Long form: https://www.jidonline.org/article/S0022-202X(22)00009-4/fulltext

niacine and restoring healthy NO production, meanwhile focusing on endothelium with arginine would tackle this?

Zaphod wrote:niacine and restoring healthy NO production, meanwhile focusing on endothelium with arginine would tackle this?

Yes, probably so.

Niacin (Vitamin B3) is known to boost NO production, which helps relax blood vessels and improve blood flow. This could potentially counteract the microvascular abnormalities observed in AGA by enhancing blood supply to the hair follicles.

L-arginine, an amino acid, is a precursor for NO synthesis in endothelial cells. It plays a crucial role in maintaining vascular tone and overall cardiovascular health Supplementing with L-arginine could support endothelial function and improve blood flow to the scalp, potentially mitigating the effects of AR-mediated signaling in AGA.

That said, through time some of these do not work as well, such as "plain L-Arginine" or with the co-factors.

I will be experimenting with Agmatine sulfate and directly compare it with "standard" L-arginine along with "activators" or "enhancers" to keep the nitric oxide working longer.

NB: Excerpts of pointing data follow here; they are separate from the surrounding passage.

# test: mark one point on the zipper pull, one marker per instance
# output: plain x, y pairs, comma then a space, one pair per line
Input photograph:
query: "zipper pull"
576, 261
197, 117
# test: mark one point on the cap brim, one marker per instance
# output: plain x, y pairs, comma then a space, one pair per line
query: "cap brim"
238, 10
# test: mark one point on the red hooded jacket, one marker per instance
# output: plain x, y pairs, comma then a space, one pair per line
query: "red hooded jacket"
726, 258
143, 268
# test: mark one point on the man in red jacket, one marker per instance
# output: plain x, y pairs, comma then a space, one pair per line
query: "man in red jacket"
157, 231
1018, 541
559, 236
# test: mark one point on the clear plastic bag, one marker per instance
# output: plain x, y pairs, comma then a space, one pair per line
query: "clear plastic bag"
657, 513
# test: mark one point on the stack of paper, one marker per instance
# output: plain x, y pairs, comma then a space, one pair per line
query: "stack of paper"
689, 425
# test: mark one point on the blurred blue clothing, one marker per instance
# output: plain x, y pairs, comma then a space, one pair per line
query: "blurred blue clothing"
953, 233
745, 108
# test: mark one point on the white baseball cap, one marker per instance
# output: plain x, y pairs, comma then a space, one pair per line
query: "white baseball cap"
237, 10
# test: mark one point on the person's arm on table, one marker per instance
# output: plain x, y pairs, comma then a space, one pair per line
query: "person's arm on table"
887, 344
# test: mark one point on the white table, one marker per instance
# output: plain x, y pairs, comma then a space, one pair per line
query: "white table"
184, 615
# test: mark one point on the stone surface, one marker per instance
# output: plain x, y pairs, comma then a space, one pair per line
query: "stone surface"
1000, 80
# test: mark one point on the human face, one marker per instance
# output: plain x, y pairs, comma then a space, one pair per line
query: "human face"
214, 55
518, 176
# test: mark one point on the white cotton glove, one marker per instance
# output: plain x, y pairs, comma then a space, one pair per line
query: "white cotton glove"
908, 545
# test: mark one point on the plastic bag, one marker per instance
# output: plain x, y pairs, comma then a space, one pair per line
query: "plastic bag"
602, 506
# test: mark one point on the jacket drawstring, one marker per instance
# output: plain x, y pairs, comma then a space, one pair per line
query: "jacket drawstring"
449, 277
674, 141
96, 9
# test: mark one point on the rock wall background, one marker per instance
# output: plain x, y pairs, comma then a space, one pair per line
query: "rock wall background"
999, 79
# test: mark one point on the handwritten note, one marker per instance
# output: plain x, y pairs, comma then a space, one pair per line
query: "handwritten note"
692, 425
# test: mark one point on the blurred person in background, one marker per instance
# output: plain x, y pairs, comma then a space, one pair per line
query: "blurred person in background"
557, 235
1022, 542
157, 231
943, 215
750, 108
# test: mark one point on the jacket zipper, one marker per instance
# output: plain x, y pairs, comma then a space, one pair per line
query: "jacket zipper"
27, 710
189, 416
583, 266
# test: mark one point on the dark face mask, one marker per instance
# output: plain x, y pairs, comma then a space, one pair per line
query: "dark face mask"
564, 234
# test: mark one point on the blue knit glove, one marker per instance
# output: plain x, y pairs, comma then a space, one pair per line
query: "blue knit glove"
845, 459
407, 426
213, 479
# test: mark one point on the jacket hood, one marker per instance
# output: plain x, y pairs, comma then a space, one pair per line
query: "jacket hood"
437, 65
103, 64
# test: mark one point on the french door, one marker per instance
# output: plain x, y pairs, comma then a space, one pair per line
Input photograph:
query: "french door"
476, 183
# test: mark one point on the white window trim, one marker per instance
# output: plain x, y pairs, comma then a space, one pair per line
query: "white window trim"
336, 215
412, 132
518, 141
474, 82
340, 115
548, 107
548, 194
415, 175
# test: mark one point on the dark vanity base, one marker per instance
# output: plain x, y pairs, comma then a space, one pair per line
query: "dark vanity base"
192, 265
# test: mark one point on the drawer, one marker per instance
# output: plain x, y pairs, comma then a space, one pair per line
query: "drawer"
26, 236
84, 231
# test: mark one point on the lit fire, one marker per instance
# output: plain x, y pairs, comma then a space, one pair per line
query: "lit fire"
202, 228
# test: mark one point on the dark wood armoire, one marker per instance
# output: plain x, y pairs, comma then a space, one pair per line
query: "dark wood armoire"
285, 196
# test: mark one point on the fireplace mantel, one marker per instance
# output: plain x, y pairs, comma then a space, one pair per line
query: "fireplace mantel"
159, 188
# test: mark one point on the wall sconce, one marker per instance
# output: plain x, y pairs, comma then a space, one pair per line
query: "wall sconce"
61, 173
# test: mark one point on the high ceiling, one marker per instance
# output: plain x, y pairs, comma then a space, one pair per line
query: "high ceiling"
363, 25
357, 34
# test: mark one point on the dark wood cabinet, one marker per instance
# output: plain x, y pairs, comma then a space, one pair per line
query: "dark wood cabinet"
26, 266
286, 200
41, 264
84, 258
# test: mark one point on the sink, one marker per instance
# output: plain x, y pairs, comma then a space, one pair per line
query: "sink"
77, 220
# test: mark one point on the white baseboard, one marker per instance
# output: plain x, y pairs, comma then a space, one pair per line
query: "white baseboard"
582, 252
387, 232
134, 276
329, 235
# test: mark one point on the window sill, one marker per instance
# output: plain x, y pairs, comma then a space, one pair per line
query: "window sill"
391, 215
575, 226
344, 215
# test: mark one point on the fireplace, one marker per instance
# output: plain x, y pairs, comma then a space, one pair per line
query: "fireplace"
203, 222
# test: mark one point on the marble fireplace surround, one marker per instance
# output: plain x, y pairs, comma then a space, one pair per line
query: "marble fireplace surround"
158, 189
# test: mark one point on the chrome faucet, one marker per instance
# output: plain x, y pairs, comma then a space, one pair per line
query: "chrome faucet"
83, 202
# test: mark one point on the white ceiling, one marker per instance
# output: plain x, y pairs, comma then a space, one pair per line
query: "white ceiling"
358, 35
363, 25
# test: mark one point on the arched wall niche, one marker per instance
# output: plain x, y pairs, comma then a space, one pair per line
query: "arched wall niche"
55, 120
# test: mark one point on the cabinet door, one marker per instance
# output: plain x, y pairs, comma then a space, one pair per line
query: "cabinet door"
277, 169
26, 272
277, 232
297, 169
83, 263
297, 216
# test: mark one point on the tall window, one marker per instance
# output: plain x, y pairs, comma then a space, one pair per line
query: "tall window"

L-arginine is a direct precursor to nitric oxide. It is converted into NO by nitric oxide synthase (NOS) enzymes, which helps to dilate blood vessels and improve blood flow.

Whereas Agmatine sulfate is a metabolite of L-arginine and has been shown to activate endothelial nitric oxide synthase (eNOS), which also leads to increased NO production.

My guess is, Agmatine sulfate might offer additional benefits beyond just NO production. It's a type of decarboxylated arginine.

If anyone has some ideas in this area, please post.

Caustic, LLLT from the energetical standpoint, and antioxidant load after high UV exposure, which is extremely beneficial for NO, might be ideas worth considering.

Besides this, I believe L-arginine when taken, would be best taken with a proper ratio with citrulline. I believe we have a relationship where more is not always merrier. It is trial and error.

I am increasingly a fan of research that deals with cross cell wall bioelectricity, and electrical cell-to-cell communication. The gradients are mediated with voltage gated channels, but the junctions between the cell exist enabling a lot of regenerative potential.

Will maybe create a larger-scale post on the topic. It is possibly why PEMF works on many many inflammatory conditions. I am having a PEMF device in redesign at my firm, which is extremely powerful. So powerful that it should be illegal for good reason. What i notice while using, is boost of blood flow. Even to the point that no stimulus is required for a strong erection. I do not recall such things since my teens.

https://n1o1.com/?sld=reverse

this is using sodium nitrite

I had recommended someone use PEMF over a decade ago. I might get the chance to use one soon.

Some months ago, I tried out various dosages of potassium nitrate (not sodium), however it wasn't too apparent on the effect.

I did trial some Agmatine Suflate, and quite happy with the results versus various types of L-Citrulline and L-Arginine related products.

At the moment I am experimenting with the peptide Vesugen:

https://www.youtube.com/watch?v=fi1xKOb-nwo

I combine it with Pinealon and Thymolin.

Atlas wrote:At the moment I am experimenting with the peptide Vesugen:

https://www.youtube.com/watch?v=fi1xKOb-nwo

I combine it with Pinealon and Thymolin.

Great info!

I'll be looking into this.

The effects on my mental clarity are extrem although I was pretty „sharp“ before I started to take peptides. Epitalon is also interesting, I use subc. or i.m. injections. Typically I buy the peptides directly from biotech companies (much much cheaper).